The Zimbabwean government says it is mobilizing all farmers across the country to deal with food shortages, ordering each to plant at least one hectare of maize, the Southern African nation's staple food now in desperately short supply.
But experts say the plan, reminiscent of Soviet centralized agriculture and expected to be launched this planting season, is deeply flawed and destined to fail.
Agriculture Minister Rugare Gumbo told the state-controlled Herald newspaper that every farmer in Zimbabwe will be obliged to participate.
The campaign will be run by five cabinet ministers, the Reserve Bank of Zimbabwe, Agribank and the army, represented by Brigadier General Douglas Nyikayaramba.
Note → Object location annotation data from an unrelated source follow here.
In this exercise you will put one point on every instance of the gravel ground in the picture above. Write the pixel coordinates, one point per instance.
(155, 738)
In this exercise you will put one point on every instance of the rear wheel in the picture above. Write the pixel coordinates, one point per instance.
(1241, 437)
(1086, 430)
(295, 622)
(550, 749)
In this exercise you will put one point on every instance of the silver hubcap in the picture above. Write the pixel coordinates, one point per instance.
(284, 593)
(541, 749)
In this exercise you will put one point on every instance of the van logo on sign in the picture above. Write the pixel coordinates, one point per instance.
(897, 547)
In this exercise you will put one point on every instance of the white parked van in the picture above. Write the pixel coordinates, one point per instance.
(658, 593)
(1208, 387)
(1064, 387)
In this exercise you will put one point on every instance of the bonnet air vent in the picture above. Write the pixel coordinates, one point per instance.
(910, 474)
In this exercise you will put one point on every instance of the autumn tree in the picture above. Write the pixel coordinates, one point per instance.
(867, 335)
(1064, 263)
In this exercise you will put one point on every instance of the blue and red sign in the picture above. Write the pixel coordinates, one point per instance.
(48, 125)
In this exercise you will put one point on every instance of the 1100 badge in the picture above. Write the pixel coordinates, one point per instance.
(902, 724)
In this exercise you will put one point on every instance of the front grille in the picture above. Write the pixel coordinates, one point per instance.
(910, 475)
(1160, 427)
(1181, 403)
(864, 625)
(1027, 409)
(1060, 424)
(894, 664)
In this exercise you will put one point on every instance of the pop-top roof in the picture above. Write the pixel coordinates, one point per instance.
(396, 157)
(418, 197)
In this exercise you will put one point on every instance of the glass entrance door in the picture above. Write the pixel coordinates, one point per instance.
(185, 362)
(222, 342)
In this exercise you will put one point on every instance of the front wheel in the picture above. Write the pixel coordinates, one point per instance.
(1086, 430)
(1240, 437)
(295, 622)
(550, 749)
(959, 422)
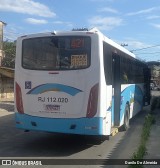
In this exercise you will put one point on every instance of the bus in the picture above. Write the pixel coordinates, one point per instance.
(77, 82)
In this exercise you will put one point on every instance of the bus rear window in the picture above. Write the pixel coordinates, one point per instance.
(56, 53)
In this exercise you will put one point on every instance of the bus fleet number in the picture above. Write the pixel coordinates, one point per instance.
(53, 99)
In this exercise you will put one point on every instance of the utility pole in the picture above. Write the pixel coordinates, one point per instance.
(124, 45)
(1, 40)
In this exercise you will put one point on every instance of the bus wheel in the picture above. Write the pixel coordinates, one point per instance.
(126, 119)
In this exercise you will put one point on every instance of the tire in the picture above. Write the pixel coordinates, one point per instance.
(126, 118)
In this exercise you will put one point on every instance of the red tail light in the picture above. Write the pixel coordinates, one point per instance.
(19, 102)
(92, 101)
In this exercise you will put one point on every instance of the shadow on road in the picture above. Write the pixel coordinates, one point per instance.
(17, 143)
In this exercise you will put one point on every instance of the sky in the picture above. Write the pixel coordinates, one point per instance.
(135, 23)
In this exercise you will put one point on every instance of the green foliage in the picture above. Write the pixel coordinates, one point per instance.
(9, 49)
(139, 154)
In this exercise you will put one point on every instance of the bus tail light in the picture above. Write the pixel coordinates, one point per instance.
(19, 102)
(92, 101)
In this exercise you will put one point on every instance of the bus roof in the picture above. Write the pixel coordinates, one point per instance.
(82, 31)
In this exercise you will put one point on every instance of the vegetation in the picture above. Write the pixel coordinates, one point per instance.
(9, 49)
(139, 154)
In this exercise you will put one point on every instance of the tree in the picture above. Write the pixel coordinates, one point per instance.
(9, 49)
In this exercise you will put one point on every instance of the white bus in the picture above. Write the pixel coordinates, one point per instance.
(77, 82)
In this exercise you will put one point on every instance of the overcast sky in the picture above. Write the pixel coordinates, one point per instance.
(132, 22)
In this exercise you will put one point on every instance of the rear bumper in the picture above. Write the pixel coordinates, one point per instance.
(84, 126)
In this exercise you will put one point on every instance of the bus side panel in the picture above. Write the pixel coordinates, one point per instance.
(133, 96)
(86, 126)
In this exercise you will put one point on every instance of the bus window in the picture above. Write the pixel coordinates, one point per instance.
(56, 53)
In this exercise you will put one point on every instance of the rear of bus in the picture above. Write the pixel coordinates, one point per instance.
(57, 83)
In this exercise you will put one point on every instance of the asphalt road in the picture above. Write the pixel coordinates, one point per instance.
(16, 143)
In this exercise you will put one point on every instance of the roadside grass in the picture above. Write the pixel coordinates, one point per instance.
(149, 120)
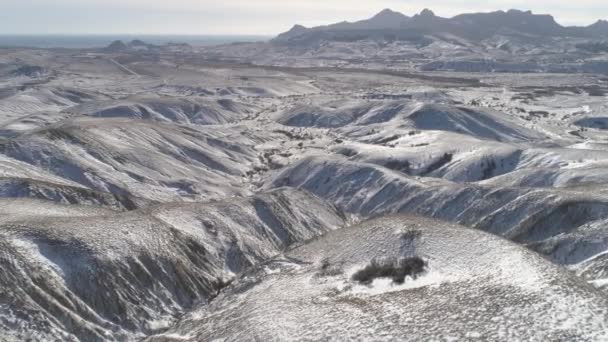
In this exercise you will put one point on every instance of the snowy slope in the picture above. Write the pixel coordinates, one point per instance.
(475, 286)
(79, 273)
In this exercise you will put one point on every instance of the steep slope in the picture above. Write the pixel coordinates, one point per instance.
(82, 274)
(525, 215)
(473, 286)
(140, 158)
(168, 109)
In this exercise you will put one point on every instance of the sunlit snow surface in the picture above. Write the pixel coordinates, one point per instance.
(171, 193)
(477, 287)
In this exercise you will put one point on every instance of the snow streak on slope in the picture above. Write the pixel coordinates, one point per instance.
(476, 286)
(77, 273)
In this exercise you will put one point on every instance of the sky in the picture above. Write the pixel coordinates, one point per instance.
(247, 17)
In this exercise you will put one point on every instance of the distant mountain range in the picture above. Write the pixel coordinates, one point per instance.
(393, 25)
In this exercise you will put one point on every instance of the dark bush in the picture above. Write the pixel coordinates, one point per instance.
(395, 269)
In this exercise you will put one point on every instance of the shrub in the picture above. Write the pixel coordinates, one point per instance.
(395, 269)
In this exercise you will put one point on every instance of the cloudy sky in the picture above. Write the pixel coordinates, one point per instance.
(256, 17)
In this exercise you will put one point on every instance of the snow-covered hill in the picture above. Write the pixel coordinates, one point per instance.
(177, 193)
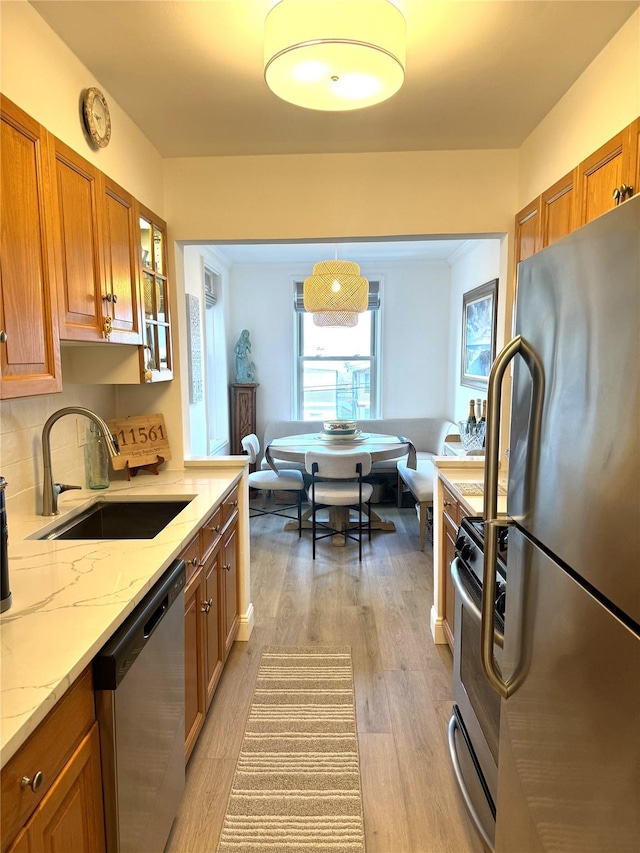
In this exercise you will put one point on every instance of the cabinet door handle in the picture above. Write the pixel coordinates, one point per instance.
(34, 783)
Provincial governors, chiefs and village heads will enforce local compliance.
Zimbabwe needs around 2 million tonnes of maize a year to feed its population, but has consistently failed to meet this target since launching land reform in 2000.
With the planting season upon the country, essential agricultural inputs such as seed and fertilizer as well as fuel and electricity, are in short supply everywhere.
Agriculture secretary Renson Gasela of the opposition Movement for Democratic Change faction headed by Arthur Mutambara said the the yield of maize from the compulsory hectare will only feed the producers and their families.
Agriculture expert and agronomist Roger Mpande told reporter Blessing Zulu of VOA's Studio 7 for Zimbabwe that the government plan is simply not viable.